2018年9月26日更新

好感度のインフレと命のデフレが凄い『ザ・プレデター』【人間食べ食べカエル】

©︎ 20TH CENTURY FOX

地球にプレデターが再びやってきた!2018年9月に公開された新作『ザ・プレデター』は一体どうなっているのか!?人間食べ食べカエルが純度100%レビューをお届けします。【ネタバレなし】

8年ぶりのプレデター襲撃!『ザ・プレデター』

シュワルツェネッガーやダニー・グローヴァー等、数々の強者と闘ってきた宇宙の狩人プレデターがまたもや地球にやってきた!『プレデターズ』から8年ぶりに作られた新作は「こういうのを待っていた!」と言いたくなる期待をしっかり上回ってくれる純度100%のバトルムービー! というわけで、今回は『ザ・プレデター』について紹介したい。

本作の鍵を握るのは、天才的な頭脳を持つ主人公の息子?【あらすじ】

ザ・プレデター
©2018 Twentieth Century Fox Film Corporation.
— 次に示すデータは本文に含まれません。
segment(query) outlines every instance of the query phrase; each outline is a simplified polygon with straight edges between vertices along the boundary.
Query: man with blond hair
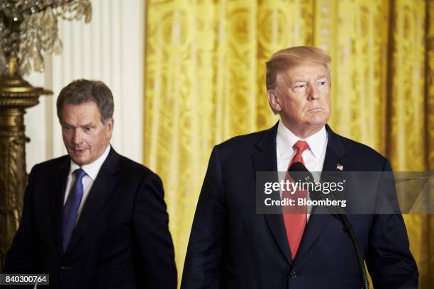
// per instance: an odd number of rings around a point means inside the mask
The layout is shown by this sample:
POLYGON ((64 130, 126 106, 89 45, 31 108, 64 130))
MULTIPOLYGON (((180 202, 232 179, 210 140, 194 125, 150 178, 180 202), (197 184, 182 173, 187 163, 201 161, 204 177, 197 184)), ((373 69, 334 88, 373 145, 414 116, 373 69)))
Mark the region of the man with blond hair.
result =
MULTIPOLYGON (((318 172, 391 171, 386 158, 327 125, 330 61, 321 49, 301 46, 278 51, 267 62, 268 101, 280 120, 269 130, 214 147, 182 289, 362 287, 351 241, 330 214, 314 214, 315 208, 292 214, 255 211, 258 172, 284 172, 295 162, 318 172)), ((417 288, 401 215, 347 217, 374 288, 417 288)))

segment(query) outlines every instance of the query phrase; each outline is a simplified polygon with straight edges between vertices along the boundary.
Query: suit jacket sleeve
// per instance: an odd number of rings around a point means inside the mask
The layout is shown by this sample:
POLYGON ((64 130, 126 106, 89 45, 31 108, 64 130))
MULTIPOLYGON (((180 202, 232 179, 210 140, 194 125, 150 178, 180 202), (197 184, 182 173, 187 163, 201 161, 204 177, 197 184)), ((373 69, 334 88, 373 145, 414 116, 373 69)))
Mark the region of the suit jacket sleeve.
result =
POLYGON ((225 209, 217 147, 211 153, 196 209, 182 289, 220 288, 225 209))
POLYGON ((169 217, 160 178, 150 174, 140 186, 133 209, 137 248, 133 251, 139 284, 145 288, 176 289, 177 269, 169 217))
MULTIPOLYGON (((388 160, 385 161, 383 171, 391 171, 388 160)), ((379 194, 384 185, 381 183, 379 194)), ((396 198, 394 181, 386 184, 386 188, 394 190, 391 195, 387 195, 396 198)), ((391 200, 395 201, 396 199, 391 200)), ((387 203, 390 202, 389 200, 387 203)), ((395 204, 391 205, 395 207, 395 204)), ((401 214, 374 215, 366 263, 376 289, 418 288, 418 268, 410 252, 406 225, 401 214)))
POLYGON ((33 186, 35 168, 30 171, 24 193, 21 220, 5 259, 4 273, 35 273, 35 237, 33 224, 33 186))

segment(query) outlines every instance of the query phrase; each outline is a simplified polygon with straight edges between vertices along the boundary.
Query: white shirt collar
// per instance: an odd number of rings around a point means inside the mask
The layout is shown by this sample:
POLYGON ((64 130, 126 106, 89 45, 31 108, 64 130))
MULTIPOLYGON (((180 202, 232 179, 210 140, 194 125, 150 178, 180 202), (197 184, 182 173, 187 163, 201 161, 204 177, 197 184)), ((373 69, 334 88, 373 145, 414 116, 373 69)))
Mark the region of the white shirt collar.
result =
POLYGON ((277 135, 276 136, 276 145, 281 157, 283 157, 289 152, 292 152, 291 150, 292 147, 299 140, 306 141, 309 145, 313 156, 318 159, 321 155, 324 147, 326 147, 325 144, 327 142, 326 127, 323 126, 318 132, 307 137, 306 140, 301 140, 286 128, 282 121, 279 121, 277 135))
MULTIPOLYGON (((99 172, 99 170, 103 163, 104 162, 106 159, 107 159, 108 153, 110 152, 110 144, 108 144, 104 152, 103 152, 103 154, 98 159, 95 159, 90 164, 87 164, 81 166, 81 168, 86 172, 86 174, 87 174, 87 176, 89 176, 92 179, 92 181, 95 181, 95 178, 96 178, 96 176, 98 175, 98 173, 99 172)), ((74 172, 74 171, 79 168, 80 166, 76 163, 74 163, 72 159, 71 159, 69 175, 71 175, 72 172, 74 172)))

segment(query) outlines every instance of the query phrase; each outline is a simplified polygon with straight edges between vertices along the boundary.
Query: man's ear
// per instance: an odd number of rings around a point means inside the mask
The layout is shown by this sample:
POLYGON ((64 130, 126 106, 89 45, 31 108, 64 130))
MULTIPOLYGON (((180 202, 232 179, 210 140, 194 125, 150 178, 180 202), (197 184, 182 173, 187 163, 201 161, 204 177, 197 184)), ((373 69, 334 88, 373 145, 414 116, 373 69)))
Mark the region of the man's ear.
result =
POLYGON ((269 104, 269 107, 273 110, 274 114, 279 113, 282 110, 280 107, 280 101, 279 99, 279 95, 277 91, 273 89, 270 89, 267 91, 268 94, 268 103, 269 104))
POLYGON ((108 137, 111 137, 111 135, 113 134, 113 125, 114 124, 114 120, 113 118, 106 120, 106 129, 107 130, 107 133, 108 134, 108 137))

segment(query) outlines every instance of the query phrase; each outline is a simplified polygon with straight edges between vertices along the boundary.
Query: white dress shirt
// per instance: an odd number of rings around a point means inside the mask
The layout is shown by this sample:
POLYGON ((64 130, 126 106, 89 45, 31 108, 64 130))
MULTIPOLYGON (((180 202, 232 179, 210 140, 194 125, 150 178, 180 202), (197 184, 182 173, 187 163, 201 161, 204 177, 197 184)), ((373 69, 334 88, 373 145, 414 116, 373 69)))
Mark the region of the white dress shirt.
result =
MULTIPOLYGON (((83 209, 83 206, 86 203, 86 200, 89 196, 89 192, 92 188, 92 185, 94 184, 95 178, 96 178, 96 176, 98 176, 101 166, 108 156, 109 152, 110 144, 107 146, 104 152, 103 152, 103 154, 98 159, 95 159, 93 162, 85 164, 81 167, 86 172, 86 175, 82 179, 82 182, 83 183, 83 198, 82 198, 82 203, 80 203, 80 207, 79 208, 77 217, 77 221, 80 214, 82 213, 82 210, 83 209)), ((69 174, 68 174, 68 180, 66 191, 65 192, 63 205, 65 204, 68 198, 68 196, 69 195, 69 191, 72 189, 72 184, 75 181, 75 176, 74 175, 73 172, 77 169, 80 169, 80 166, 71 159, 71 167, 69 169, 69 174)))
MULTIPOLYGON (((276 153, 277 157, 277 170, 279 172, 280 180, 284 180, 286 171, 289 166, 291 161, 296 154, 296 149, 293 146, 299 140, 304 140, 309 145, 301 154, 306 168, 312 173, 316 182, 319 181, 321 171, 323 171, 327 141, 328 135, 326 127, 323 127, 318 132, 311 135, 305 140, 300 139, 291 130, 284 125, 282 121, 279 122, 277 126, 277 134, 276 135, 276 153), (315 174, 315 172, 318 172, 315 174)), ((280 192, 282 198, 282 191, 280 192)), ((311 206, 308 207, 307 218, 309 219, 311 206)))

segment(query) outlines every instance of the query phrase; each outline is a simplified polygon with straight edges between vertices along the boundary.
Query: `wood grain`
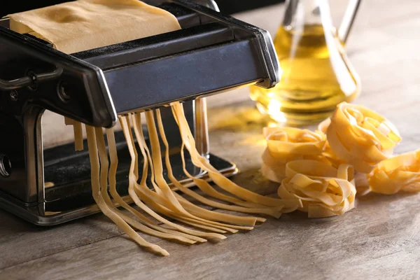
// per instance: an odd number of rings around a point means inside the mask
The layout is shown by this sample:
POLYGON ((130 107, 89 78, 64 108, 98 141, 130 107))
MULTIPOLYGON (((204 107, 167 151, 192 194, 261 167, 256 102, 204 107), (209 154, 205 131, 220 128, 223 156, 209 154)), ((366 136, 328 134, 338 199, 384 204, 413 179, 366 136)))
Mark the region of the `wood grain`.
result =
MULTIPOLYGON (((338 22, 346 1, 331 2, 338 22)), ((279 5, 238 18, 274 34, 282 13, 279 5)), ((400 129, 399 153, 420 143, 419 29, 416 0, 365 1, 348 45, 362 80, 356 103, 400 129)), ((211 148, 238 164, 236 182, 270 192, 276 186, 258 171, 267 120, 248 96, 243 88, 209 99, 211 148)), ((167 258, 122 237, 102 215, 38 227, 0 211, 0 279, 420 279, 419 200, 420 195, 369 195, 342 216, 308 219, 293 213, 200 245, 142 234, 169 251, 167 258)))

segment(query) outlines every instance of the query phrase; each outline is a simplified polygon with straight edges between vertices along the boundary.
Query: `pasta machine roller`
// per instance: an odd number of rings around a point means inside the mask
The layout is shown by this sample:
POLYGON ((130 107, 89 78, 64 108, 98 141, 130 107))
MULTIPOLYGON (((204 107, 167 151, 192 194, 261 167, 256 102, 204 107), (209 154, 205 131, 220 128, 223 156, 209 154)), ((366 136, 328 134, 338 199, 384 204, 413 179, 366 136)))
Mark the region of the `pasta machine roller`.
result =
MULTIPOLYGON (((237 172, 234 164, 209 153, 204 97, 253 83, 274 86, 279 68, 270 34, 223 15, 213 1, 146 2, 174 15, 182 29, 69 55, 10 30, 8 18, 0 20, 1 208, 46 225, 99 211, 88 152, 74 152, 72 144, 43 148, 46 110, 110 127, 118 114, 161 108, 174 175, 192 185, 182 170, 178 127, 165 107, 183 102, 198 150, 225 176, 237 172)), ((122 133, 116 140, 117 188, 128 201, 130 158, 122 133)), ((208 179, 190 160, 187 169, 208 179)))

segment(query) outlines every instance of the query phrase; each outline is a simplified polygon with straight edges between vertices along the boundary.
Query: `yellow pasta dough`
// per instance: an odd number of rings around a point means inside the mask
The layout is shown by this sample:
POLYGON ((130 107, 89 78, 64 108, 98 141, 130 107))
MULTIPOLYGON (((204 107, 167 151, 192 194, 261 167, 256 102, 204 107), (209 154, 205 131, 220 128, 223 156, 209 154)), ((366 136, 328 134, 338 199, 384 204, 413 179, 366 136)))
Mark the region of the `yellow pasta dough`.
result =
POLYGON ((330 120, 327 139, 331 148, 360 172, 370 173, 401 141, 388 120, 362 106, 342 103, 330 120))
MULTIPOLYGON (((74 53, 180 29, 174 15, 136 0, 79 0, 10 15, 10 18, 12 29, 20 33, 30 32, 32 35, 51 42, 55 48, 66 53, 74 53)), ((211 178, 220 188, 227 190, 227 193, 216 190, 202 179, 194 178, 188 173, 184 166, 186 174, 204 193, 221 202, 197 194, 185 188, 174 177, 169 162, 169 146, 159 110, 155 112, 155 112, 146 113, 151 144, 150 148, 146 145, 143 134, 140 113, 119 116, 132 160, 128 174, 128 191, 130 197, 141 211, 124 202, 117 192, 116 171, 118 160, 113 130, 106 130, 109 152, 108 155, 103 129, 85 126, 91 161, 93 197, 102 212, 138 244, 155 253, 167 255, 168 252, 157 245, 147 242, 134 229, 169 240, 194 244, 205 242, 208 239, 223 239, 226 237, 221 233, 252 230, 255 223, 265 220, 261 217, 237 216, 206 209, 174 192, 164 179, 160 137, 165 145, 165 165, 172 183, 183 192, 202 203, 230 211, 262 214, 277 218, 282 213, 293 211, 302 205, 296 198, 280 200, 258 195, 225 178, 209 164, 206 158, 197 152, 182 105, 175 103, 172 104, 172 109, 183 141, 181 155, 184 165, 185 146, 193 158, 194 164, 209 172, 211 178), (137 140, 136 144, 134 136, 137 140), (139 178, 139 156, 144 159, 141 178, 139 178), (149 174, 151 175, 153 189, 146 184, 146 178, 149 174), (108 190, 112 198, 127 210, 128 213, 120 211, 113 205, 108 193, 108 190), (142 211, 150 215, 150 218, 146 217, 142 211), (173 220, 204 231, 187 227, 173 220), (162 223, 165 227, 158 223, 162 223)), ((66 125, 74 126, 76 149, 83 149, 81 124, 66 118, 65 122, 66 125)))
POLYGON ((137 0, 78 0, 9 17, 13 30, 31 32, 66 53, 180 28, 176 18, 169 12, 137 0))

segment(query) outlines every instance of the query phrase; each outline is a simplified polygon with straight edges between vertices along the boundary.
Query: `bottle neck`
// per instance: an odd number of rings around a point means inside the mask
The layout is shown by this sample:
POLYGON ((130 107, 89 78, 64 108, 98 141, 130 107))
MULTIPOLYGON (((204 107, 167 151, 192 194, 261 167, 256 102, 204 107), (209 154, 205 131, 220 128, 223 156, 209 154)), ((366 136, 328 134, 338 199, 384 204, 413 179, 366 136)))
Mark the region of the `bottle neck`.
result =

All rights reserved.

プレデター船が地球上に墜落! たまたま落下地点の近くにいた元特殊部隊員の傭兵クイン・マッケナ(ボイド・ホルブルック)は、現場からプレデターの装備を奪い、証拠品として彼の自宅へ送る。それを受け取った天才的な頭脳を持つクインの息子は装備を起動させてしまい、そのことによってプレデターに位置を知られてしまう! 装備を取り戻すためクインの息子のもとへと向かうプレデター。クインは息子を守るため、狂人傭兵集団を連れてプレデターを追う。そしてそこに超巨大なアルティメット・プレデターも出現!かくして、狩るか狩られるか、地球を舞台にした強者たちの戦いの幕が切って落とされた!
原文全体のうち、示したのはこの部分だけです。